The contactless approach to customer service

In the last year, most things have moved remote and online as far as customer service is concerned. Agents working from home will be the norm from now on, and the customers would want to get in touch with an agent only when necessary.

 

The contact centers have discovered that moving their agents to work from home hasn’t affected their productivity, and they continue to provide world-class service to their customers.

 

Customers still demand accessible, high-quality support, but the liking towards speaking with a live agent has come down considerably in the last few quarters.

 

With face-to-face interactions coming down, most organizations have migrated to multi-channel and omnichannel operations. They are looking at migrating 60% of their customer service to be handled by intelligent apps and automated bots that would be offered as self-service.

 

The self-service world

What do you need to do to make the self-service world up and running?
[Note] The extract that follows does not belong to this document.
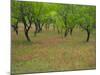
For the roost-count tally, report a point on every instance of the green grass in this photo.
(49, 51)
You need to get the technology in place and integrate it with your enterprise systems, which would help solve your customer issues.

 

The most important thing is agents’ ability to access your enterprise systems from a remote location – cloud access or VPN access. Once this is done, look at having automated IVR, chatbots with natural language processing, web self-service, FAQs, asynchronous messaging, SMS service lines, among others.

 

An example

I use a broadband connection at home. Whenever I have Internet connectivity issues, I was initially calling their customer service and registering a complaint. Once I register the complaint, I get an SMS with a complaint number. Then a support engineer calls me up to understand the issue. After a point in time, they provided me with an app to easily register my complaint.

 

Once the pandemic set in, they migrated the entire support part of the app into an intelligent application. There is no need for you to speak to anyone as all possible combinations are available in the chatbot itself.

 

Though it is only a rule-based engine, you do not have to talk to anyone, as every possible combination is captured as a part of the chatbot. They have all the options like:

 

  1. Internet not working at all
  2. Internet access is slow
  3. I am not able to access a few sites
  4. Whenever there is a power shutdown, and upon resumption, my Internet doesn’t work
  5. Router configuration
  6. A few others

You provide every information needed for the support engineer to address your issue within a minute and with just a few clicks. You get your ticket number with the approximate resolution times.

 

I can’t be happier.

This is a straightforward example that I have quoted. This is only the tip of the iceberg on what is possible with self-service. Imagine building intelligence to your self-service, and you would be laughing your way to the bank with happy, satisfied, and loyal customers.